EVERY prep child would be tested for their attention and concentration abilities under a plan by Melbourne researchers to give them the best start at school.

Researchers at Monash University’s school of psychological sciences have developed and successfully tested a game that helps children improve their ability to focus on a task, be organised and learn.

Lead researcher Kim Cornish said 40,000 prep pupils started each year with reduced attention, which is a fundamental skill for learning.

“If you have minimal attention, you struggle to learn to read and make decisions, have trouble with relationships and it can lead to mental health problems,” Prof Cornish said.

“It’s important we help kids start school in a position that facilitates good learning.”

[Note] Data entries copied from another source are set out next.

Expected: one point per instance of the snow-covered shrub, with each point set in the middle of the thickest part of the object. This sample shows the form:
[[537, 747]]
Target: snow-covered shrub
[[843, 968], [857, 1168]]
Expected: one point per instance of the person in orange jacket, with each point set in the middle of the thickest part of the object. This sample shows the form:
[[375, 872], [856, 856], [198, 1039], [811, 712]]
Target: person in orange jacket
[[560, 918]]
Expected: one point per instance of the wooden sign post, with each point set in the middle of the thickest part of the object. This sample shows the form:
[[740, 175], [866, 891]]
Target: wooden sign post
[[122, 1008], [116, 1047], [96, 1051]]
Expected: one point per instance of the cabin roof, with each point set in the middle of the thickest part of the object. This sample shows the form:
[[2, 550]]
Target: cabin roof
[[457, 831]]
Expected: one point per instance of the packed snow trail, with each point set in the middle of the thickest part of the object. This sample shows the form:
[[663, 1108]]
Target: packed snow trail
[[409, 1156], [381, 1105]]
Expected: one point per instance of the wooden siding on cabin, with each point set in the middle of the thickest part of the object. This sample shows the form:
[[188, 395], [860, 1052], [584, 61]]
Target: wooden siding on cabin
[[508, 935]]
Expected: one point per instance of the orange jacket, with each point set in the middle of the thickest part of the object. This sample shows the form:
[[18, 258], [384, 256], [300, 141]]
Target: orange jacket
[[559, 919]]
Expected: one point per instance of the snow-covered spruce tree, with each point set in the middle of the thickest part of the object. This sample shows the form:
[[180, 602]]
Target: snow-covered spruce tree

After successful trials of the TALI Health program — based on 20 years of research by Prof Cornish and developed with Torus Games — the game is now being used by doctors and schools across the country for children with severe attention difficulties such as Down syndrome, autism and ADHD.

Children use the program for 20 minutes a day, five days a week for five weeks.

The games build skills such as sustaining concentration, reducing impulsivity and filtering information.

Co-inventor of TALI, Dr Hannah Kirk, said they had just received $1.2 million in federal funding to develop the program into a screening tool for typically developing children to measure attention capacity upon school admission.

“There are still a lot of children unaware they have attention difficulties, but if we can detect them sooner, the evidence shows that cognitive training is most effective in the early years because of plasticity in the developing brain,” Dr Kirk said.

TALI is a key research project at the new Turner Institute for Brain and Mental Health, Australia’s first dedicated institute for mental health.

Hunter, 3, is one of the first children to try the app in this next stage of development. Like many his age, he struggles to sit still through breakfast or when getting dressed.

Mum Catherine Gibson hopes Hunter can build his concentration skills to sit and take part in story time when he starts kinder next year.

“Normally, he’ll just flick the pages and he doesn’t listen to the story, but he’s starting to ask for books in the evening. That’s definitely been an improvement since using TALI,” she said.

Researchers are now recruiting 300 Melbourne children aged 3-6 as part of the validation trial for TALI.